Die Lage ist ernst! Die Budgetsituation an unserer Universität ist bereits prekär und nun sind zusätzliche Einsparmaßnahmen geplant.

Die Ausbildung von Ärztinnen und Ärzten ist nicht zu jedem Preis möglich! Wir sind bereits unterfinanziert und bei weiteren Kürzungen müssen wir Studierenden der medizinischen Universitäten aber in Folge auch die österreichische Bevölkerung mit besorgniserregenden Konsequenzen rechnen.

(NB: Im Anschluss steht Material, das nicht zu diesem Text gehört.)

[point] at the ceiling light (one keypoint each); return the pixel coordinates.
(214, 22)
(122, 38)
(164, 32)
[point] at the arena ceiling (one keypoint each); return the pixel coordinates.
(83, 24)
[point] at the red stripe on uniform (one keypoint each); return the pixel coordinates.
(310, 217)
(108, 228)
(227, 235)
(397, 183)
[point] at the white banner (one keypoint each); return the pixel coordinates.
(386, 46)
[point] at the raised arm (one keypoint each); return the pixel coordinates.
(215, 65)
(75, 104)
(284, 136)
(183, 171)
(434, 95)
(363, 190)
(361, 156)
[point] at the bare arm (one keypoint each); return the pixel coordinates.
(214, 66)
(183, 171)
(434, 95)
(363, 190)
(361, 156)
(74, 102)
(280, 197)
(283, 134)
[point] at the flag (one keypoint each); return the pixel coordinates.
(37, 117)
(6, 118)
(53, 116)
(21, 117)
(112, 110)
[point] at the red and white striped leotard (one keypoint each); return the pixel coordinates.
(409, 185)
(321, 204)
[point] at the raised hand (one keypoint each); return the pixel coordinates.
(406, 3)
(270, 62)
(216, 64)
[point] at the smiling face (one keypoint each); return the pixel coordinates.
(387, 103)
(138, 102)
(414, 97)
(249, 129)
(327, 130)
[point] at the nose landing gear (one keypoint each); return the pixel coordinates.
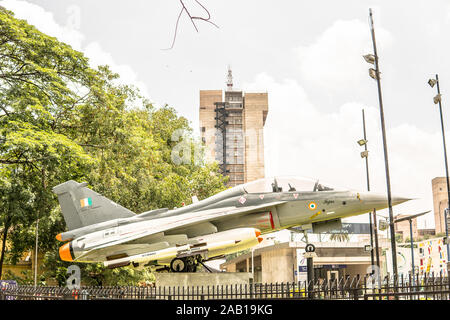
(186, 264)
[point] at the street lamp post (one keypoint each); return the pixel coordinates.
(437, 100)
(375, 74)
(365, 154)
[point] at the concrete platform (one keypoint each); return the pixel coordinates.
(189, 279)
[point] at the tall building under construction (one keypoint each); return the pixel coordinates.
(231, 126)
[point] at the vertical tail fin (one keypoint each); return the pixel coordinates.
(82, 207)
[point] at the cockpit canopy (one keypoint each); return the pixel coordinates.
(285, 184)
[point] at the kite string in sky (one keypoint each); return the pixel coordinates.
(192, 18)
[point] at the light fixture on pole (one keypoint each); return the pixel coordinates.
(370, 58)
(411, 236)
(362, 142)
(437, 100)
(365, 154)
(374, 73)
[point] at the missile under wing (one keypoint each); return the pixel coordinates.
(100, 230)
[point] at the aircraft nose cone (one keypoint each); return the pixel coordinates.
(397, 200)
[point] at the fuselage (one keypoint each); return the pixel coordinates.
(272, 211)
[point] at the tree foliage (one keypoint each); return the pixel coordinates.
(59, 120)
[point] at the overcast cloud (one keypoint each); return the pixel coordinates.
(307, 56)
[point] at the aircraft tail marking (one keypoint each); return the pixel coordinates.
(82, 207)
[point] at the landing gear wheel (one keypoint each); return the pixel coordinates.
(179, 265)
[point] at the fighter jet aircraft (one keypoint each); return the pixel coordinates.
(180, 239)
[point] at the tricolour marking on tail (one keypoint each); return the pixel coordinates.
(82, 207)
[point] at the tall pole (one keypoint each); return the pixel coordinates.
(445, 158)
(412, 249)
(386, 160)
(368, 189)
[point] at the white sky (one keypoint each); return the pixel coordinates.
(307, 55)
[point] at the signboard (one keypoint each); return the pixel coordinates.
(349, 228)
(433, 256)
(403, 260)
(302, 270)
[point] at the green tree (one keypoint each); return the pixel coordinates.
(340, 237)
(61, 120)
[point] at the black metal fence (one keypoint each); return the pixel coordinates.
(357, 288)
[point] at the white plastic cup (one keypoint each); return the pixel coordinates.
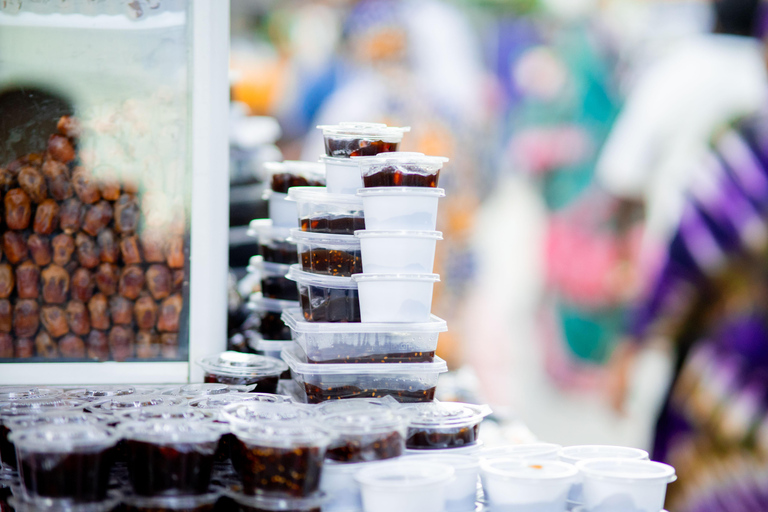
(405, 486)
(396, 298)
(461, 494)
(401, 208)
(516, 485)
(398, 252)
(618, 485)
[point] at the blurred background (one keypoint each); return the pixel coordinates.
(604, 265)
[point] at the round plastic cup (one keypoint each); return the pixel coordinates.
(396, 298)
(401, 208)
(520, 486)
(614, 485)
(405, 486)
(398, 252)
(64, 463)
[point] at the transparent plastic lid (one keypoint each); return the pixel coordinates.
(445, 414)
(171, 431)
(301, 277)
(294, 319)
(240, 364)
(63, 438)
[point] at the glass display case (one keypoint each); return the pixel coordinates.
(114, 186)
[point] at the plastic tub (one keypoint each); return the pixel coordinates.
(64, 463)
(365, 343)
(617, 485)
(326, 298)
(273, 241)
(398, 252)
(365, 435)
(401, 208)
(401, 169)
(461, 494)
(521, 486)
(322, 212)
(243, 369)
(170, 457)
(397, 298)
(405, 382)
(405, 486)
(441, 425)
(326, 254)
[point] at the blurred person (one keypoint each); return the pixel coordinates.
(704, 186)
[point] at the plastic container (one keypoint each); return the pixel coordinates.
(461, 494)
(440, 425)
(243, 369)
(170, 457)
(337, 343)
(396, 298)
(322, 212)
(401, 169)
(398, 252)
(401, 208)
(274, 284)
(326, 298)
(348, 139)
(326, 254)
(405, 382)
(283, 457)
(521, 486)
(618, 485)
(64, 463)
(273, 241)
(366, 434)
(405, 486)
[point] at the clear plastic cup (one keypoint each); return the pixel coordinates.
(405, 486)
(398, 252)
(327, 254)
(243, 369)
(326, 298)
(336, 343)
(366, 434)
(401, 208)
(170, 457)
(396, 298)
(322, 212)
(439, 425)
(400, 169)
(621, 485)
(520, 485)
(64, 463)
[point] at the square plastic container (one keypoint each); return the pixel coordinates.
(326, 254)
(398, 252)
(338, 343)
(326, 298)
(405, 382)
(401, 208)
(618, 485)
(322, 212)
(400, 169)
(397, 298)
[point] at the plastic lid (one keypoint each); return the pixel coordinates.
(321, 195)
(63, 438)
(529, 470)
(171, 431)
(294, 319)
(301, 277)
(446, 414)
(240, 364)
(637, 471)
(291, 357)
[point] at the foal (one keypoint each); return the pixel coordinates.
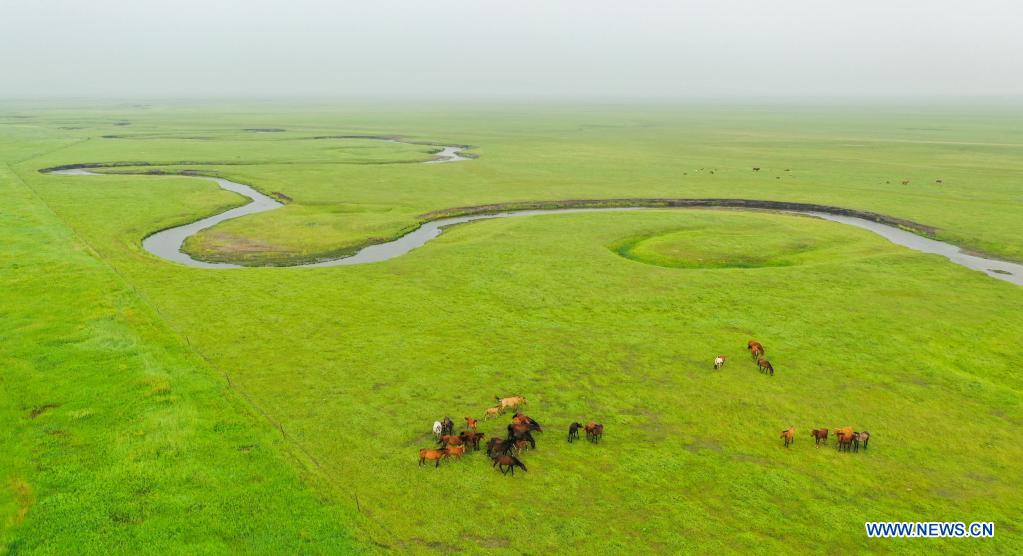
(790, 435)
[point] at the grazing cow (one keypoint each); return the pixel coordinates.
(456, 452)
(574, 431)
(512, 401)
(472, 438)
(433, 455)
(450, 439)
(509, 462)
(790, 435)
(447, 426)
(819, 435)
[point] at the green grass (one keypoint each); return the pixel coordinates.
(356, 362)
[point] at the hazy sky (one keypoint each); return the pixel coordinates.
(672, 48)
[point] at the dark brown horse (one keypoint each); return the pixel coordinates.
(819, 435)
(574, 431)
(450, 440)
(507, 463)
(433, 455)
(472, 438)
(790, 435)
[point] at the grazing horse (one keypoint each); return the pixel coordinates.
(818, 435)
(574, 431)
(498, 445)
(790, 435)
(523, 419)
(512, 401)
(447, 425)
(472, 438)
(450, 440)
(433, 455)
(522, 432)
(506, 461)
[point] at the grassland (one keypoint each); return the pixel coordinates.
(612, 316)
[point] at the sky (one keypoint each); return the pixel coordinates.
(510, 48)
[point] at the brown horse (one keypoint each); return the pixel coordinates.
(860, 439)
(790, 435)
(450, 439)
(756, 348)
(512, 401)
(819, 435)
(499, 445)
(505, 461)
(433, 455)
(523, 419)
(574, 431)
(472, 438)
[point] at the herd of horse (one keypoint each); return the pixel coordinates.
(848, 439)
(503, 453)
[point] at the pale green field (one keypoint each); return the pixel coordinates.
(610, 316)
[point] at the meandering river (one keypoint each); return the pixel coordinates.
(167, 244)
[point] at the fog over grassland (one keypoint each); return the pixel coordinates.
(641, 48)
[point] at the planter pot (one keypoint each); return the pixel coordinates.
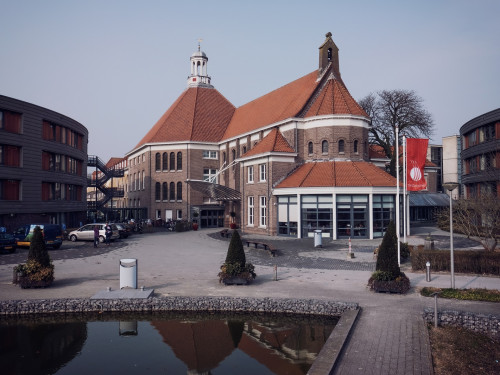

Essentielle Teile unsere Ausbildung wie Kleingruppenunterricht, bedside teaching und das praktische Erlernen von klinischen Fertigkeiten wären nicht mehr finanzierbar. Doch genau das ist für Medizinstudierende besonders wichtig. Das medizinische Wissen verdoppelt sich alle fünf Jahre – diese enorme Menge an Fakten kann aber nur in einem guten Betreuungsverhältnis vermittelt werden.

Außerdem ist das Erlernen von praktischen Fähigkeiten in großen Gruppen undenkbar und praktisch unmöglich. Es ist unzumutbar wenn sich 30 Studierende um kranke PatientenInnen in der Klinik scharen müssen; aber genauso ist es unverantwortlich, wenn später unzureichend ausgebildete ÄrztInnen die Patientenversorgung übernehmen.

Die vorgesehenen Kürzungen münden unabdingbar in zwei möglichen Szenarien:

Entweder werden die Unis gezwungen sein, weniger Studienplätze zur Verfügung zu stellen, um weiterhin eine qualitativ hochwertige Ausbildung nach heutigem Standard gewährleisten zu können. Dies impliziert eine geringere Anzahl an zukünftigen ÄrztInnen, was in einer immer älter werdenden Gesellschaft zwangsläufig zum Zusammenbruch der Gesundheitsversorgung führen wird.

Die andere Option ist, bei weniger Geld gleich viele Studierende auszubilden. Dies wird unweigerlich zu schlechter ausgebildeten ÄrztInnen führen.

Nicht nur für uns Studierende sondern für die gesamte österreichische Bevölkerung sind die Folgen der Budgetkürzungen gravierend.